We have come to the point for me to reveal my positional rankings for the upcoming NFL draft.
I will put out my top ten (plus) with two positional groups coming every week leading up to April 25th, with my top 100 big board and only mock draft finishing up the process. This week I am starting with the running backs and linebackers.
While there is no generational running back prospect such as Saquon Barkley in this class, I think overall these skill positions are very deep this year.
You will see something similar with the wide receivers, where there is no consensus number one guy, but plenty of prospects NFL front offices will try to get their hands on. When it comes to the RBs, I think one young man has crystallized himself as the cream of the crop, but my rankings look a lot different compared to others after that.
Obviously, these boards will alter depending on scheme fits and personal preferences, but for me, I am looking for an all-around back with vision, appropriate footwork, natural running style, versatility and the ability to create more than what is actually there.
Check back in later this week and all the way leading up to the upcoming draft for more positional rankings and other material.
#1 Joshua Jacobs, Alabama
The number one back in this class was just a three-star recruit coming out of Oklahoma. After recording 7.3 yards per offensive touch as a freshman, expectations for Jacobs were high in 2017, but he was limited to just 60 touches through 11 weeks.
He later revealed that he had been dealing with a broken ankle since week five and had to undergo surgery on it.
Last year when he was finally healthy his attempts rose throughout the season and he looked as explosive as ever, gaining almost 900 yards from scrimmage and reaching the end-zone 14 times despite just 140 offensive touches.
Among a very strong running back trio, Jacobs was the prime big-play threat for the Crimson Tide. However, he is not the guy to finesse around defenders in space but rather he gets downfield and crushes defenders in his way at full speed.
Versus Oklahoma in the Orange Bowl, he absolutely obliterated the last defender on his way for the touchdown and that guy actually had to be helped off the field. At 5’11”, 215 pounds there might have been no more punishing runner in the country than this dude.
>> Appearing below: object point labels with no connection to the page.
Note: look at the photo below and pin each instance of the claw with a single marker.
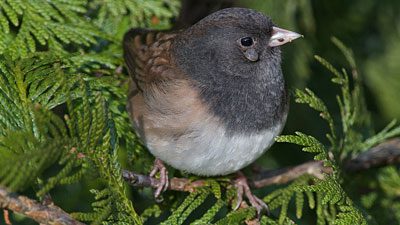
(243, 188)
(163, 181)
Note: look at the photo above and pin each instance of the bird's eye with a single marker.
(246, 41)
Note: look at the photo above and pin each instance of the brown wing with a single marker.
(147, 56)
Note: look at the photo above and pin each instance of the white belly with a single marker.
(208, 150)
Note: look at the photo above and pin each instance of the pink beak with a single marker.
(281, 36)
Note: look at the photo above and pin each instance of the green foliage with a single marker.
(334, 206)
(64, 127)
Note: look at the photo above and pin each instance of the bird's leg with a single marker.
(163, 181)
(243, 188)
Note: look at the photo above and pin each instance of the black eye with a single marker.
(246, 41)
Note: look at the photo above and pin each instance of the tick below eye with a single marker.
(247, 41)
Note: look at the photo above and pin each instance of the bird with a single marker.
(209, 99)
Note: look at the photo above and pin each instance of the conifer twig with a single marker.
(383, 154)
(43, 214)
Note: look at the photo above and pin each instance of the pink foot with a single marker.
(243, 188)
(163, 181)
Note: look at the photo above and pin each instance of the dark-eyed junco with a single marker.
(210, 99)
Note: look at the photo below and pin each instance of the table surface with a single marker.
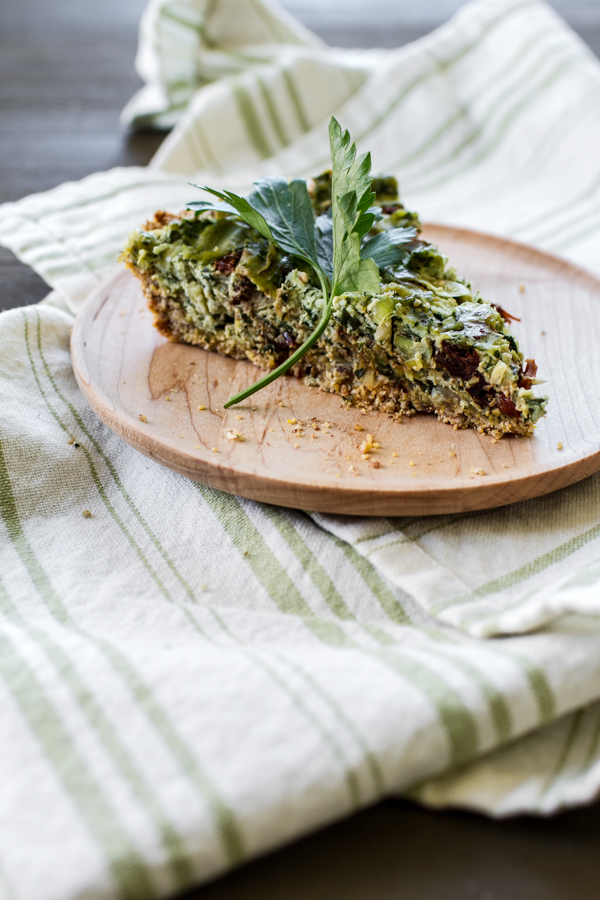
(66, 70)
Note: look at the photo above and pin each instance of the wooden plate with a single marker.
(126, 370)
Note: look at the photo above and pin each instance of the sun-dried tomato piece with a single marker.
(480, 392)
(508, 317)
(226, 264)
(461, 362)
(507, 407)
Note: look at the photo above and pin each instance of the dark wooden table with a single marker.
(66, 70)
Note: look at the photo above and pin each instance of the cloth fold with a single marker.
(189, 678)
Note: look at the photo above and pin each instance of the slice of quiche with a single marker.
(423, 342)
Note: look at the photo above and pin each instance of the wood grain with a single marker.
(290, 457)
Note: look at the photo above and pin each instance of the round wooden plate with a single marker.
(301, 446)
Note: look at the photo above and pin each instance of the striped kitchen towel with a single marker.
(188, 678)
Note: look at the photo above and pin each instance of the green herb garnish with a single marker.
(332, 244)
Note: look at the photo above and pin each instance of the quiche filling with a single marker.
(424, 342)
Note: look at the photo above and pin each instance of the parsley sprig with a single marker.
(333, 245)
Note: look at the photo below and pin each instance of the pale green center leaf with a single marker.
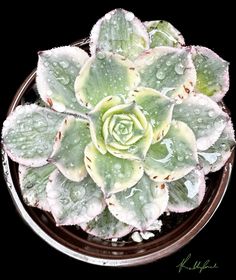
(71, 202)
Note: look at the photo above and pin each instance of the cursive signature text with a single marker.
(187, 264)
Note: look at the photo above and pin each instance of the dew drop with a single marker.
(160, 75)
(94, 207)
(129, 16)
(77, 193)
(64, 64)
(211, 113)
(179, 69)
(180, 158)
(64, 79)
(223, 146)
(108, 16)
(64, 200)
(100, 55)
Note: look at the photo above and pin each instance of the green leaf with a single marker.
(168, 70)
(56, 73)
(174, 156)
(106, 226)
(187, 193)
(96, 123)
(141, 205)
(28, 134)
(216, 156)
(157, 109)
(68, 151)
(119, 31)
(110, 173)
(162, 33)
(204, 117)
(212, 73)
(103, 75)
(33, 183)
(71, 202)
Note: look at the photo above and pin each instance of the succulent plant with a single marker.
(124, 135)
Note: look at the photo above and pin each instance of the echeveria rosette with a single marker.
(127, 133)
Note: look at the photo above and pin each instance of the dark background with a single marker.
(28, 29)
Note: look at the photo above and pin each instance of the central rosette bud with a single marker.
(120, 128)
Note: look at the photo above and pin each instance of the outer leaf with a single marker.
(72, 203)
(96, 123)
(119, 31)
(103, 75)
(28, 134)
(56, 73)
(68, 150)
(33, 183)
(141, 205)
(162, 33)
(187, 193)
(174, 156)
(204, 117)
(157, 109)
(137, 151)
(110, 173)
(106, 226)
(216, 156)
(168, 70)
(212, 73)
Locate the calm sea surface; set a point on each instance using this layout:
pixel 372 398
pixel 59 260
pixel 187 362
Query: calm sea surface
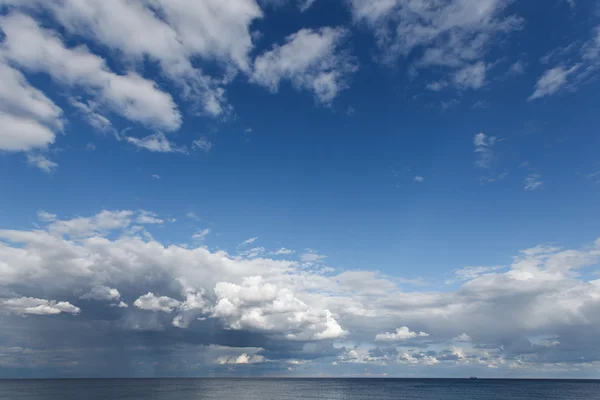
pixel 265 389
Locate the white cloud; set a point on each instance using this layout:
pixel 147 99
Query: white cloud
pixel 28 119
pixel 150 302
pixel 283 251
pixel 463 337
pixel 311 60
pixel 102 293
pixel 517 68
pixel 46 216
pixel 310 257
pixel 453 33
pixel 471 76
pixel 401 334
pixel 200 235
pixel 249 241
pixel 469 273
pixel 88 226
pixel 33 306
pixel 149 217
pixel 171 33
pixel 533 181
pixel 241 359
pixel 156 143
pixel 40 50
pixel 552 81
pixel 202 144
pixel 98 121
pixel 40 161
pixel 256 305
pixel 545 291
pixel 483 148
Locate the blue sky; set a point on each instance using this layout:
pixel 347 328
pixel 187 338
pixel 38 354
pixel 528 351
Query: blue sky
pixel 403 154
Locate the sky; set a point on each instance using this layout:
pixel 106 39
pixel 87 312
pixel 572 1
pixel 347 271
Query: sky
pixel 402 188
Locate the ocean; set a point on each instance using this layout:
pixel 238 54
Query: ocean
pixel 292 389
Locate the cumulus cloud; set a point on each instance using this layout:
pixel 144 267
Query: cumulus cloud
pixel 157 142
pixel 241 359
pixel 42 162
pixel 33 306
pixel 102 293
pixel 484 148
pixel 309 59
pixel 452 34
pixel 401 334
pixel 202 144
pixel 40 50
pixel 289 307
pixel 28 119
pixel 151 302
pixel 551 82
pixel 533 182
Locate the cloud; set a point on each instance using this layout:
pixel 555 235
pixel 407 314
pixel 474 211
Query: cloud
pixel 88 226
pixel 310 257
pixel 310 59
pixel 200 235
pixel 517 68
pixel 551 82
pixel 248 241
pixel 451 34
pixel 401 334
pixel 283 251
pixel 170 33
pixel 131 96
pixel 150 302
pixel 189 295
pixel 102 293
pixel 533 181
pixel 469 273
pixel 149 217
pixel 259 306
pixel 241 359
pixel 28 119
pixel 463 337
pixel 483 147
pixel 33 306
pixel 202 144
pixel 156 143
pixel 41 162
pixel 471 76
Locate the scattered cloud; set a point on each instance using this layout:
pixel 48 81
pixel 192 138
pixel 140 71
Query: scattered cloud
pixel 202 144
pixel 156 143
pixel 151 302
pixel 34 306
pixel 283 251
pixel 533 181
pixel 310 59
pixel 248 241
pixel 241 359
pixel 40 161
pixel 471 76
pixel 310 257
pixel 484 148
pixel 401 334
pixel 551 82
pixel 201 235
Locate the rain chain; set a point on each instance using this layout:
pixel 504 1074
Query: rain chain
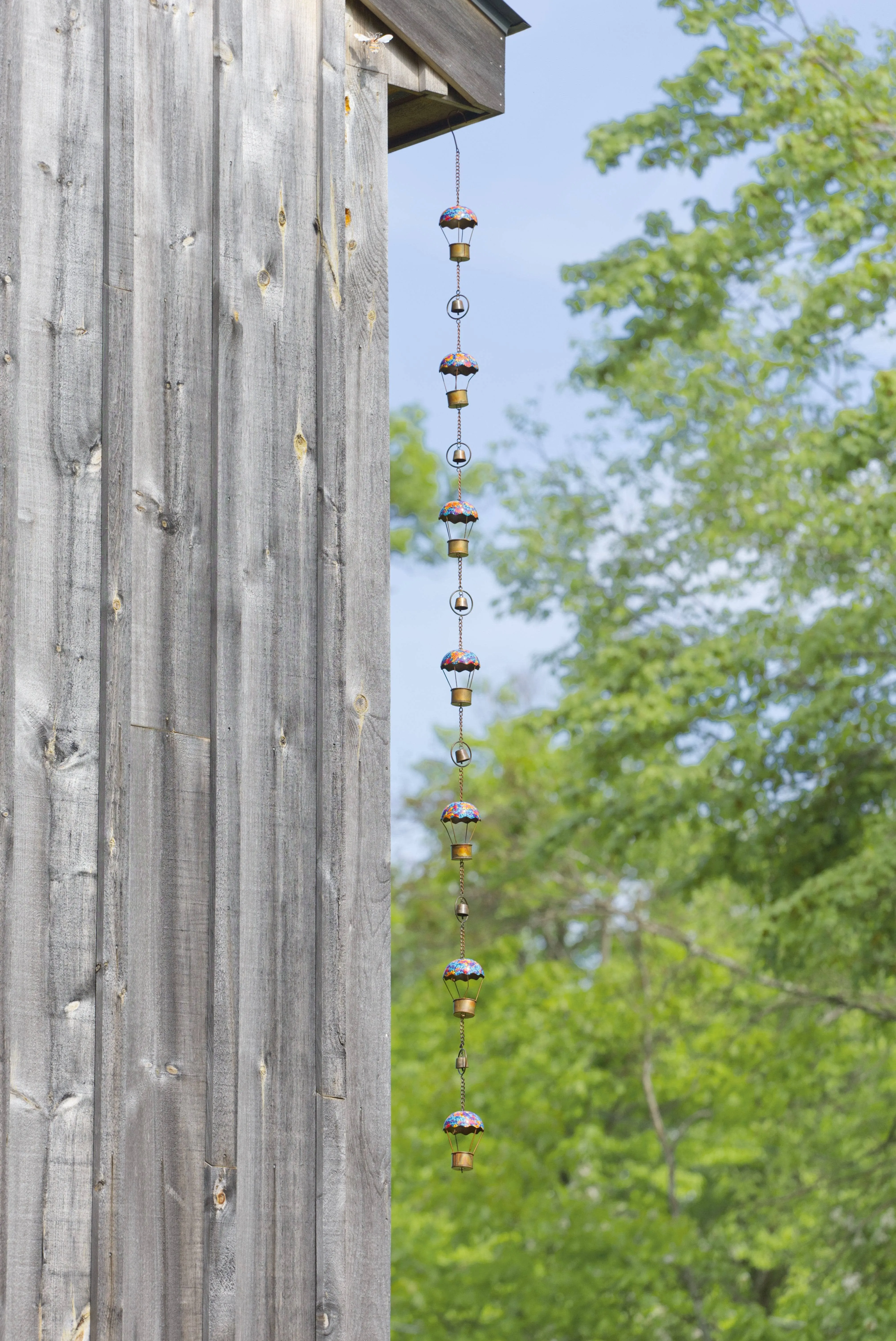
pixel 463 977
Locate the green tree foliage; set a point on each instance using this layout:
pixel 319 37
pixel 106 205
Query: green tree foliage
pixel 693 1135
pixel 414 485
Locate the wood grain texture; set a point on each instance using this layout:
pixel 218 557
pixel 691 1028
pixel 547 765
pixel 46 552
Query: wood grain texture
pixel 110 1199
pixel 332 687
pixel 418 117
pixel 54 434
pixel 455 39
pixel 194 674
pixel 365 713
pixel 167 900
pixel 402 66
pixel 10 377
pixel 266 675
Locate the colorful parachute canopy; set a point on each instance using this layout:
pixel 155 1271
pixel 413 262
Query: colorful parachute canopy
pixel 459 365
pixel 459 660
pixel 461 812
pixel 459 512
pixel 458 216
pixel 463 969
pixel 463 1122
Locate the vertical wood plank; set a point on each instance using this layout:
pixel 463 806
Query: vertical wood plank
pixel 223 1043
pixel 332 679
pixel 365 714
pixel 10 224
pixel 167 899
pixel 110 1183
pixel 54 432
pixel 266 674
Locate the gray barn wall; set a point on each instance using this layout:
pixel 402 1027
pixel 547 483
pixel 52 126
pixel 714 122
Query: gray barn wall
pixel 194 678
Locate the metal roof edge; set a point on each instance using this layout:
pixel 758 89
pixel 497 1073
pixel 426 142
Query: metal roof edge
pixel 502 17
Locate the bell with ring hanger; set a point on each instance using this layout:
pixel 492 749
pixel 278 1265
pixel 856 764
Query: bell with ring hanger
pixel 461 754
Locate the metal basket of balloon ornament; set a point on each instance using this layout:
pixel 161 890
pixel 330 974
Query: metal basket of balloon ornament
pixel 461 820
pixel 459 517
pixel 458 219
pixel 459 369
pixel 465 1132
pixel 459 668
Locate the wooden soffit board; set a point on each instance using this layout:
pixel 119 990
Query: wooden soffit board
pixel 422 102
pixel 458 41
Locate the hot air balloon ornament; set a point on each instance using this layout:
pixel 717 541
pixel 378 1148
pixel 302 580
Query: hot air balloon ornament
pixel 459 517
pixel 458 219
pixel 459 820
pixel 462 369
pixel 459 668
pixel 465 1131
pixel 458 977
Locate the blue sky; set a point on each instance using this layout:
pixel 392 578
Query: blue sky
pixel 540 204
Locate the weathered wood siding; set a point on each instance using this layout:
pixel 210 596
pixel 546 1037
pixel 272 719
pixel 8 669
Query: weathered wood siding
pixel 194 674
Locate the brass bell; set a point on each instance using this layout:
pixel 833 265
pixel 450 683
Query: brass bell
pixel 459 455
pixel 461 754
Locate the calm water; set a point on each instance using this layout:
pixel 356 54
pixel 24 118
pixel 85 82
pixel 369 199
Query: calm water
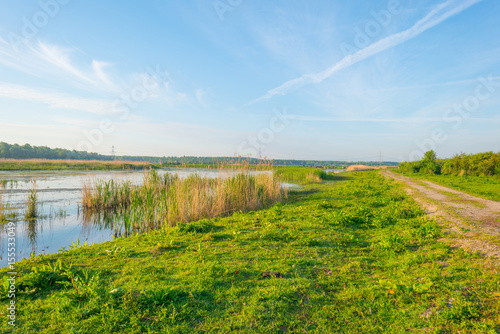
pixel 61 222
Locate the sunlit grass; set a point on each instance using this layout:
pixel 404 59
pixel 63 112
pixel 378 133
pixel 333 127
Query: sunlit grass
pixel 352 256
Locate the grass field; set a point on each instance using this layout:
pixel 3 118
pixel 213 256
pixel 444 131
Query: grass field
pixel 482 186
pixel 349 256
pixel 46 164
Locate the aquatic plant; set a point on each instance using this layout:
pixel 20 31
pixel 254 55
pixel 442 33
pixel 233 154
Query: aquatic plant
pixel 166 200
pixel 31 202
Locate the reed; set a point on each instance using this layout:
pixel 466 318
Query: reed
pixel 62 164
pixel 3 215
pixel 166 200
pixel 31 202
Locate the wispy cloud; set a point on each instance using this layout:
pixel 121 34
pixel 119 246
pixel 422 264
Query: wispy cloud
pixel 411 120
pixel 55 100
pixel 439 14
pixel 55 62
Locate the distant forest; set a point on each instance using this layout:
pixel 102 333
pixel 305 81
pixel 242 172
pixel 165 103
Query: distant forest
pixel 15 151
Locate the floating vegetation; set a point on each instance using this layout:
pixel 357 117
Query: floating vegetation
pixel 166 200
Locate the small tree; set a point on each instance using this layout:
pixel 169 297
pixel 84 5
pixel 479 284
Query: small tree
pixel 430 156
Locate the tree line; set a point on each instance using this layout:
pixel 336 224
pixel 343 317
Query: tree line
pixel 15 151
pixel 479 164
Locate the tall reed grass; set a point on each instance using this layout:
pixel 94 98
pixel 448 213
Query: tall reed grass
pixel 166 200
pixel 31 202
pixel 3 214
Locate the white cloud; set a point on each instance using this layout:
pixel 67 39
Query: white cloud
pixel 439 14
pixel 55 100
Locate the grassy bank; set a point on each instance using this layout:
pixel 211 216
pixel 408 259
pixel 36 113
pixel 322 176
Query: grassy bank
pixel 351 256
pixel 46 164
pixel 482 186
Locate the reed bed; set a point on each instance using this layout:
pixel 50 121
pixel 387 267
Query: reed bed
pixel 31 202
pixel 166 200
pixel 3 214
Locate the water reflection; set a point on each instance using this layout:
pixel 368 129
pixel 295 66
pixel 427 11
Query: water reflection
pixel 61 221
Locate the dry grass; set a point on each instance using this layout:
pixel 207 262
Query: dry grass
pixel 166 200
pixel 2 206
pixel 361 168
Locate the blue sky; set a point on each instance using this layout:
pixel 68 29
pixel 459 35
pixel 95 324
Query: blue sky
pixel 324 80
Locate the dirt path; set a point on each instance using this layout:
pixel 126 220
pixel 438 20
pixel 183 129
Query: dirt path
pixel 473 222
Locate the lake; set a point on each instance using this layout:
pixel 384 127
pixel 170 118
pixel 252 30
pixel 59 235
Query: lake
pixel 60 221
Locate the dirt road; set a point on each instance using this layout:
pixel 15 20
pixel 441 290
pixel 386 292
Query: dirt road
pixel 473 222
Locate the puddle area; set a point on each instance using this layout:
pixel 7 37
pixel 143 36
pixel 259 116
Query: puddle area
pixel 60 221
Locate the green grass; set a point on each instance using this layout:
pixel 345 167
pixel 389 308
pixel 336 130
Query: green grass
pixel 482 186
pixel 356 256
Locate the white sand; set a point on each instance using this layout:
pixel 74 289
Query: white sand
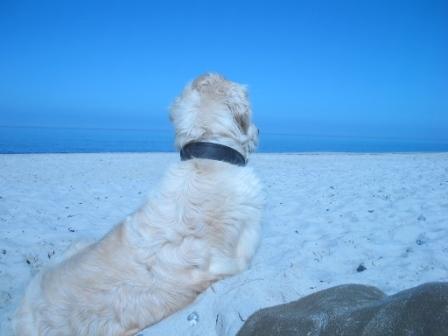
pixel 326 214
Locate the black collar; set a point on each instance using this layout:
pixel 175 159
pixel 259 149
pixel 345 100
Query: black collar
pixel 212 151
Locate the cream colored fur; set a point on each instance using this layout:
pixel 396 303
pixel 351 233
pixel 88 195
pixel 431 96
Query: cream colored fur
pixel 200 225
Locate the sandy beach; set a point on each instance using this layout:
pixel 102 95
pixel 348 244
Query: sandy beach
pixel 376 219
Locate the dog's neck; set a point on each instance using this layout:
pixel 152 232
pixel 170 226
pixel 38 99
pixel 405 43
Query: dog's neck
pixel 212 151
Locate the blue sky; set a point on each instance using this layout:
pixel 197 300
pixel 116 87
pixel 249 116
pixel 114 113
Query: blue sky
pixel 352 68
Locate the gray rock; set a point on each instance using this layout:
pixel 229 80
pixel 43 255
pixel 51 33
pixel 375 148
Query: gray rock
pixel 357 310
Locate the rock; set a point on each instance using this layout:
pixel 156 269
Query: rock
pixel 355 310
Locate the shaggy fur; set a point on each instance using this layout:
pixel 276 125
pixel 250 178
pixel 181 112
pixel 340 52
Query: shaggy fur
pixel 201 225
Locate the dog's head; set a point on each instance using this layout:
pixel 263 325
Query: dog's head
pixel 214 109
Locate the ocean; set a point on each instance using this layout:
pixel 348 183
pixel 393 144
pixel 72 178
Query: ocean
pixel 94 140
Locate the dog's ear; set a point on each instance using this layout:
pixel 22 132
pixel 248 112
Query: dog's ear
pixel 240 114
pixel 239 106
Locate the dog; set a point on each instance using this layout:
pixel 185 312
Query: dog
pixel 201 225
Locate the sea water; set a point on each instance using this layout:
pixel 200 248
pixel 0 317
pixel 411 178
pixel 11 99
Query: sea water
pixel 91 140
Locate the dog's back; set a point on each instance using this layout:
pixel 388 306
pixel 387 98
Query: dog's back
pixel 201 225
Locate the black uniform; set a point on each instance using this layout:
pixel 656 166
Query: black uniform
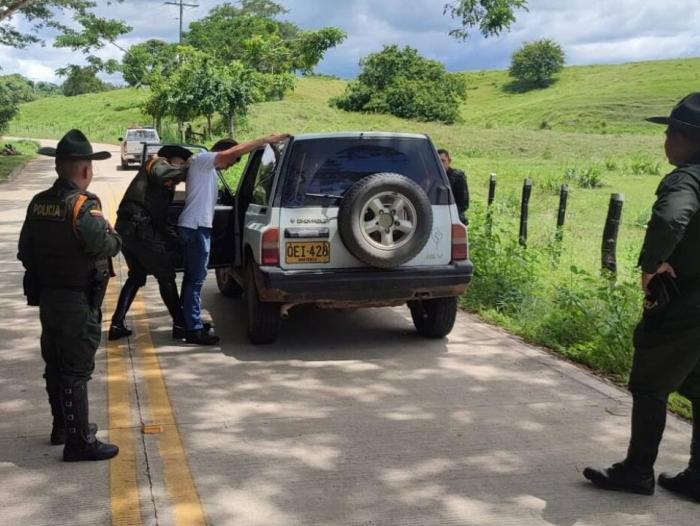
pixel 460 190
pixel 65 246
pixel 142 222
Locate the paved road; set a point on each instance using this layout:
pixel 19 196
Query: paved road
pixel 350 420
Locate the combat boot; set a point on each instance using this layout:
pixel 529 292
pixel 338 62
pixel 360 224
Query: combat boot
pixel 636 473
pixel 687 482
pixel 80 443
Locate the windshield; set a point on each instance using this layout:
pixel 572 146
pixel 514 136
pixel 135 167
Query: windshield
pixel 142 135
pixel 322 170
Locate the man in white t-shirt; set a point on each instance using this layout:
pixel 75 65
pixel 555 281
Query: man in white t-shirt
pixel 195 223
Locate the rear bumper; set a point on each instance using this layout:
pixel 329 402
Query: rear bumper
pixel 363 287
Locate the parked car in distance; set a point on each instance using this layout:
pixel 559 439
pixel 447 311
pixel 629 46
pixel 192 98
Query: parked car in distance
pixel 341 220
pixel 132 145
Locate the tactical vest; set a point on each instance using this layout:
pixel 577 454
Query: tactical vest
pixel 59 258
pixel 686 257
pixel 153 199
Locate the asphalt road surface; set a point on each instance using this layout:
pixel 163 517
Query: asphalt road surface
pixel 351 419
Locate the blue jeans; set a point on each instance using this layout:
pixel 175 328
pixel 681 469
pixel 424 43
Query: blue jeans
pixel 197 246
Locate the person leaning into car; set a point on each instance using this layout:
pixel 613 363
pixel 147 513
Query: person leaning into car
pixel 195 224
pixel 142 223
pixel 667 340
pixel 458 183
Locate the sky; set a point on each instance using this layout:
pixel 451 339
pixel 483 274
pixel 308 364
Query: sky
pixel 590 31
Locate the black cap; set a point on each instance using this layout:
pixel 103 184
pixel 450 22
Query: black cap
pixel 685 115
pixel 173 150
pixel 224 144
pixel 74 145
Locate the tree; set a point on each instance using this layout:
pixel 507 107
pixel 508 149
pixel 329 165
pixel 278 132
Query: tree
pixel 144 61
pixel 405 84
pixel 491 16
pixel 44 14
pixel 536 63
pixel 251 34
pixel 20 89
pixel 8 107
pixel 80 80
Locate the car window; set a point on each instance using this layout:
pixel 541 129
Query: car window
pixel 265 176
pixel 329 167
pixel 142 135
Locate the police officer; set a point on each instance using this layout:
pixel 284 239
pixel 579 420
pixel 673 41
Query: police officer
pixel 667 339
pixel 65 246
pixel 458 183
pixel 142 222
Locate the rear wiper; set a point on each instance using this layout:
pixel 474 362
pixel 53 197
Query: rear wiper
pixel 325 196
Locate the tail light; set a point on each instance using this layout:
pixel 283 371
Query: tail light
pixel 460 244
pixel 270 253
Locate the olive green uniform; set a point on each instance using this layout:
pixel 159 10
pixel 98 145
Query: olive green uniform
pixel 142 221
pixel 65 246
pixel 667 344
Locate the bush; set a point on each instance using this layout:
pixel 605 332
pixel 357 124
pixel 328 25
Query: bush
pixel 402 83
pixel 537 62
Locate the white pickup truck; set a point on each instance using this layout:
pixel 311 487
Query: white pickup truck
pixel 133 142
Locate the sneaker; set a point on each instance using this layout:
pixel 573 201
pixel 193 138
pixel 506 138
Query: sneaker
pixel 117 332
pixel 620 477
pixel 180 333
pixel 686 483
pixel 201 337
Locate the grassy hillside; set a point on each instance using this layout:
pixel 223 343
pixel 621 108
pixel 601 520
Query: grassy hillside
pixel 587 130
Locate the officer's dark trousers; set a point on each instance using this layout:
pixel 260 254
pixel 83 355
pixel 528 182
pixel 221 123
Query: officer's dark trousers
pixel 666 359
pixel 70 335
pixel 145 253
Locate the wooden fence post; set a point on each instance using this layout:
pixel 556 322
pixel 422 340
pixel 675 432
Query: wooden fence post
pixel 612 228
pixel 489 211
pixel 524 208
pixel 561 216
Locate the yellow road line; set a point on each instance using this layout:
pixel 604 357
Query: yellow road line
pixel 123 482
pixel 176 472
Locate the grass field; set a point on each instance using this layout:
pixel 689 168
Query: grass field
pixel 8 163
pixel 587 127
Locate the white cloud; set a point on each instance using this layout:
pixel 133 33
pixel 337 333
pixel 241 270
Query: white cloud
pixel 591 31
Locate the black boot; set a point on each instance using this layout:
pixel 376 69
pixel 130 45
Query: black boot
pixel 80 443
pixel 118 328
pixel 202 336
pixel 636 473
pixel 687 482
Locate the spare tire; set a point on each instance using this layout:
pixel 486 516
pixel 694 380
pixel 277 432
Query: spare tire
pixel 385 220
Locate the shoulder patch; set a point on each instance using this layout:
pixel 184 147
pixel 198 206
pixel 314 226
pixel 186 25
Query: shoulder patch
pixel 48 210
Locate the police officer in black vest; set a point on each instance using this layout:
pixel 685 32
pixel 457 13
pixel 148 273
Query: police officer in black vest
pixel 667 340
pixel 458 184
pixel 65 246
pixel 142 221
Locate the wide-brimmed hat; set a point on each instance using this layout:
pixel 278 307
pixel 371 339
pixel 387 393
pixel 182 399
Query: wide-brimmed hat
pixel 224 144
pixel 685 115
pixel 173 150
pixel 74 145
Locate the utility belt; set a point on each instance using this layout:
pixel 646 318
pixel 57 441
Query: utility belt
pixel 94 290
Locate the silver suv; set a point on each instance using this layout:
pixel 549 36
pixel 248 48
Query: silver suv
pixel 342 220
Jacobs plows ahead without any regard for tacklers around his legs or shoulder-pads and he trucked a multitude of guys on the Mississippi State defense.
Not only does Jacobs load up the shoulder consistently going into contact, but he also rips that off-arm through to free himself.
I have seen Jacobs completely shake guys as they break down in an attempt to tackle him. He can set up defenders with his speed to the edge and that cut right underneath them with one large jab-step. To do so you need a ton of hip mobility and control over your lower body and that guy has it.
Jacobs also displays very sudden movements and can go from East-West to North-South in one step as he barely loses any speed. He can change up his footwork on the fly and hop-step to enable him to move wherever he needs to go.
However, what I think is his best attribute is the quickness with which he can process information about the opposing defense and how blocking schemes are being set up.
Alabama used Jacobs on those jet sweeps just like they did their wide receivers because of what he can do with that momentum, plus then they came back to use him as a decoy in that role.
Jacobs lined up as a wildcat QB on several occasions as well and I don’t think he failed to convert any short-yardage situation like that all year long. The violent runner is also a smooth pass-catcher, who has no problem tracking the ball and reaching around the opposite shoulder late. He displays strong hands to hold onto catches through contact.
With that being said, he doesn’t mind getting his hands dirty and blocks for his quarterback or fellow backs in the run game either. In pass pro, Jacobs is quick on his feet to slide across the formation and stay squared up to deliver a hit.
Purely based off the work on tape, there is not much to critique about Jacobs, but there are questions considering his usage. While the lack of treatment on his tires is a plus, for the most part, he has yet to prove he can handle a large workload with his most touches coming last season at 140.
Those nagging ankle problems will be something to monitor going into the pros. If there is one thing that really bothered me evaluating him if it that you see him lower his head too much in protection just like he does when finishing runs. Not only does he get off balance that way, but it is somewhat concerning for his health.
Even though there is very limited college production to back Jacobs up as the number one running back in this class, I am willing to bet my money on him, because I see all the traits necessary to be a tremendous weapon in the NFL.
He simply is a very complete back, who can fit basically any run scheme and contribute on third downs in the pattern or protecting the passer, plus it almost seems like Jacobs gets stronger as the game goes along and he was great at putting teams away late in games for the Tide.